Apakah Pencairan THR PNS 2026 Mengalami Penundaan?
Apakah Pencairan THR PNS 2026 Mengalami Penundaan?
JAKARTA – Kejelasan jadwal pencairan Tunjangan Hari Raya (THR) bagi Aparatur Sipil Negara (ASN), termasuk PNS, prajurit TNI/Polri, serta para pensiunan pada 2026 masih belum diumumkan secara resmi. Padahal sebelumnya, Menteri Keuangan Purbaya Yudhi Sadewa menyatakan bahwa pembayaran THR direncanakan cair pada pekan pertama Ramadan.

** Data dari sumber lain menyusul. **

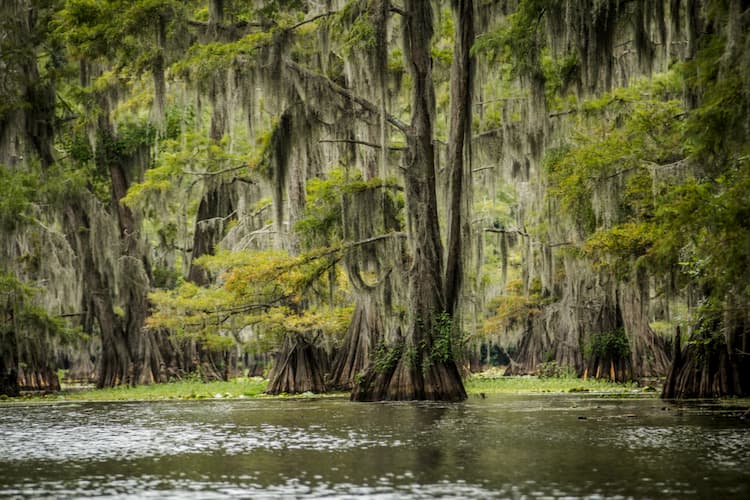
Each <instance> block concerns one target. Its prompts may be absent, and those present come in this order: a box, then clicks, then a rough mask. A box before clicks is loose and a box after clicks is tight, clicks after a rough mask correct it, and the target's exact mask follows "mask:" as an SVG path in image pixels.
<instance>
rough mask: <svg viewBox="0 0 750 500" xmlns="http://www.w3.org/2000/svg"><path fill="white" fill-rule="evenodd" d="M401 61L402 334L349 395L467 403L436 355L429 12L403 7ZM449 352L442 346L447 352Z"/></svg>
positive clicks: (444, 359)
mask: <svg viewBox="0 0 750 500" xmlns="http://www.w3.org/2000/svg"><path fill="white" fill-rule="evenodd" d="M404 9H405V16H404V56H405V63H406V65H407V66H408V67H409V70H410V72H411V75H412V79H413V87H412V117H411V126H410V133H409V134H408V135H407V143H408V151H407V153H406V169H405V175H404V177H405V179H404V180H405V183H404V184H405V193H406V211H407V225H408V234H409V243H410V249H411V255H412V264H411V269H410V272H409V312H410V317H409V325H408V327H407V331H406V335H405V337H404V338H402V339H400V340H399V341H397V342H396V343H394V344H392V345H391V346H390V347H389V348H388V350H387V352H385V353H381V355H380V358H381V359H378V360H374V362H372V363H371V364H370V367H369V368H368V370H367V372H366V373H365V374H364V376H363V377H362V378H361V380H359V381H358V384H357V385H356V386H355V388H354V390H353V392H352V399H353V400H356V401H374V400H384V399H386V400H414V399H428V400H447V401H457V400H463V399H465V398H466V392H465V390H464V387H463V383H462V381H461V376H460V374H459V372H458V368H457V367H456V364H455V362H454V361H453V359H452V353H451V352H450V351H449V350H448V352H445V353H443V354H445V356H439V355H436V352H435V351H436V348H437V347H438V345H436V340H439V338H438V336H439V335H440V333H441V332H440V328H439V326H440V316H441V315H442V314H443V313H444V312H445V298H444V295H443V278H442V272H443V248H442V244H441V241H440V227H439V221H438V213H437V194H436V189H435V159H434V148H433V142H432V139H433V137H432V135H433V120H434V111H435V93H434V87H433V82H432V59H431V51H430V49H431V46H430V41H431V39H432V34H433V28H432V7H431V6H430V3H429V2H424V1H421V0H408V1H406V2H405V4H404ZM446 347H449V346H446Z"/></svg>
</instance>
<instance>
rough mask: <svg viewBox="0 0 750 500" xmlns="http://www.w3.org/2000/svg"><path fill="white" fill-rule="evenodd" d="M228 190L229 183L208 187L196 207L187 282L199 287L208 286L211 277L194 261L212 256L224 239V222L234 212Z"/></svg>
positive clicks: (227, 219) (224, 232)
mask: <svg viewBox="0 0 750 500" xmlns="http://www.w3.org/2000/svg"><path fill="white" fill-rule="evenodd" d="M230 188H231V184H230V183H227V182H221V181H219V182H218V183H217V184H216V185H211V186H208V187H207V188H206V190H205V192H204V194H203V198H201V202H200V205H198V217H197V219H196V221H195V235H194V236H193V251H192V254H191V262H190V271H189V272H188V280H190V281H192V282H194V283H196V284H198V285H201V286H205V285H208V284H209V282H210V281H211V276H209V274H208V272H207V271H206V270H205V269H203V268H202V267H200V266H198V265H196V264H195V259H197V258H198V257H200V256H202V255H210V254H212V253H213V252H214V248H215V247H216V245H218V244H219V242H220V241H221V239H222V238H223V237H224V233H225V227H226V224H225V221H227V220H228V219H229V218H230V217H231V214H232V213H233V212H234V201H233V199H232V193H231V189H230Z"/></svg>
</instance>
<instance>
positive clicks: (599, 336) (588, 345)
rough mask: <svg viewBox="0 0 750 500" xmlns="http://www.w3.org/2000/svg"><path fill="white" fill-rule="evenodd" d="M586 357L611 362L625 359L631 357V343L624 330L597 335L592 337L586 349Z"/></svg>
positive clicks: (585, 353)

Pernyataan itu disampaikan Purbaya di Kompleks Parlemen pada pertengahan Februari lalu. Namun hingga memasuki pekan kedua bulan suci, realisasi pencairan belum juga terlihat.
Regulasi Belum Terbit
Belum cairnya THR diduga karena aturan teknis yang menjadi dasar pembayaran belum diterbitkan. Penyaluran THR harus diawali dengan terbitnya Peraturan Pemerintah (PP), yang kemudian ditindaklanjuti dengan Peraturan Menteri Keuangan (PMK). Tanpa dua regulasi tersebut, proses pencairan belum dapat dilakukan.

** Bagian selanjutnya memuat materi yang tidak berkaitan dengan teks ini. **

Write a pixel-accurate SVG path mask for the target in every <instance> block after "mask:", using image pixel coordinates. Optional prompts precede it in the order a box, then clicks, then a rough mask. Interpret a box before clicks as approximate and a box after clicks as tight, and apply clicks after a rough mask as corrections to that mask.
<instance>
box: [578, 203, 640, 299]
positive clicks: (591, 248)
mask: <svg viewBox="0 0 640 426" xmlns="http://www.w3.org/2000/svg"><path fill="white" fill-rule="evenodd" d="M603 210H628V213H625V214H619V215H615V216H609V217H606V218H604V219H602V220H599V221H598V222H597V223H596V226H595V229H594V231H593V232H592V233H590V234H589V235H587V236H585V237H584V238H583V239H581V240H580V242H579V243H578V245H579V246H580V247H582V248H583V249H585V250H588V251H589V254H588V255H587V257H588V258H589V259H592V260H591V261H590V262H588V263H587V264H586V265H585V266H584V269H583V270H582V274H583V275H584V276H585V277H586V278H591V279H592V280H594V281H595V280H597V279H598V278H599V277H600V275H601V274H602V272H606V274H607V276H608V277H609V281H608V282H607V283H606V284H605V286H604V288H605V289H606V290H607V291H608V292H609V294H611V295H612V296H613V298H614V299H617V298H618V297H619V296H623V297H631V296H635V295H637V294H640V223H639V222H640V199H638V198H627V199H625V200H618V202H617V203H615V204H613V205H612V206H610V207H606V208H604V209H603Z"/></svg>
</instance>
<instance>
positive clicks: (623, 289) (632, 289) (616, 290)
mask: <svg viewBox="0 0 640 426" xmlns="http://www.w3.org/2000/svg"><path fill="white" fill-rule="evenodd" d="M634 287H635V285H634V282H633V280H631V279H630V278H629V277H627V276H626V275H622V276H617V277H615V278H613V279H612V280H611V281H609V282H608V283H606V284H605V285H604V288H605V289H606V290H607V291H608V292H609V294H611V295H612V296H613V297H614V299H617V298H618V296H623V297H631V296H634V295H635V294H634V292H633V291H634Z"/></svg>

Anggaran Rp55 Triliun Disiapkan
Pemerintah sebelumnya telah menyiapkan dana sekitar Rp55 triliun untuk kebutuhan THR tahun ini. Anggaran tersebut diperuntukkan bagi PNS, PPPK, anggota TNI/Polri, hakim, serta pensiunan.

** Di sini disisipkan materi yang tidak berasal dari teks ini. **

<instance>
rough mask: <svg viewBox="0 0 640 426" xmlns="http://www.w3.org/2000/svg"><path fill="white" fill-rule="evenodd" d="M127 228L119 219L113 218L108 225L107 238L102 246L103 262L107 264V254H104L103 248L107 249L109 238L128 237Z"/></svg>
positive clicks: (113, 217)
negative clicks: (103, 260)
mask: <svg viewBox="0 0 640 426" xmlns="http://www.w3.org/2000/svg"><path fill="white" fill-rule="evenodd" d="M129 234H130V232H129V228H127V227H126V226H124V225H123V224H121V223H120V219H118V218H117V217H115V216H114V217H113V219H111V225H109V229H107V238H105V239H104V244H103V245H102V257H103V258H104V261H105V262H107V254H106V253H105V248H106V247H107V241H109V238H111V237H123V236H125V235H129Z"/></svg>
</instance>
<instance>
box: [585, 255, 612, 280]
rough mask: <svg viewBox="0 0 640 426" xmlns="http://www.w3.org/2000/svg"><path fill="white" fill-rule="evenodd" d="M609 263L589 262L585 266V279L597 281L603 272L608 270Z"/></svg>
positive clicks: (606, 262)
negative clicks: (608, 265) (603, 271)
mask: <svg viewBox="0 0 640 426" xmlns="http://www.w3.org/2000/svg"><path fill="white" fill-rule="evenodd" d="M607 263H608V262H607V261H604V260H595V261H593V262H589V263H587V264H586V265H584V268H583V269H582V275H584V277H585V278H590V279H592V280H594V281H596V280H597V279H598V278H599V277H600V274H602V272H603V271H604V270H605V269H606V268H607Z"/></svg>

Komponen THR umumnya mencakup gaji pokok, tunjangan melekat, serta tunjangan kinerja penuh (100 persen) bagi ASN pusat, TNI/Polri, dan hakim. Sementara ASN daerah menerima dengan skema yang menyesuaikan kemampuan keuangan masing-masing pemerintah daerah. Untuk pensiunan, besaran THR biasanya setara dengan uang pensiun bulanan.
Sebagai perbandingan, pada 2025 lalu, pemerintah menyalurkan THR kepada sekitar 9,4 juta aparatur negara. Kebijakan tersebut diatur dalam PP Nomor 11 Tahun 2025 yang ditandatangani Presiden Prabowo Subianto.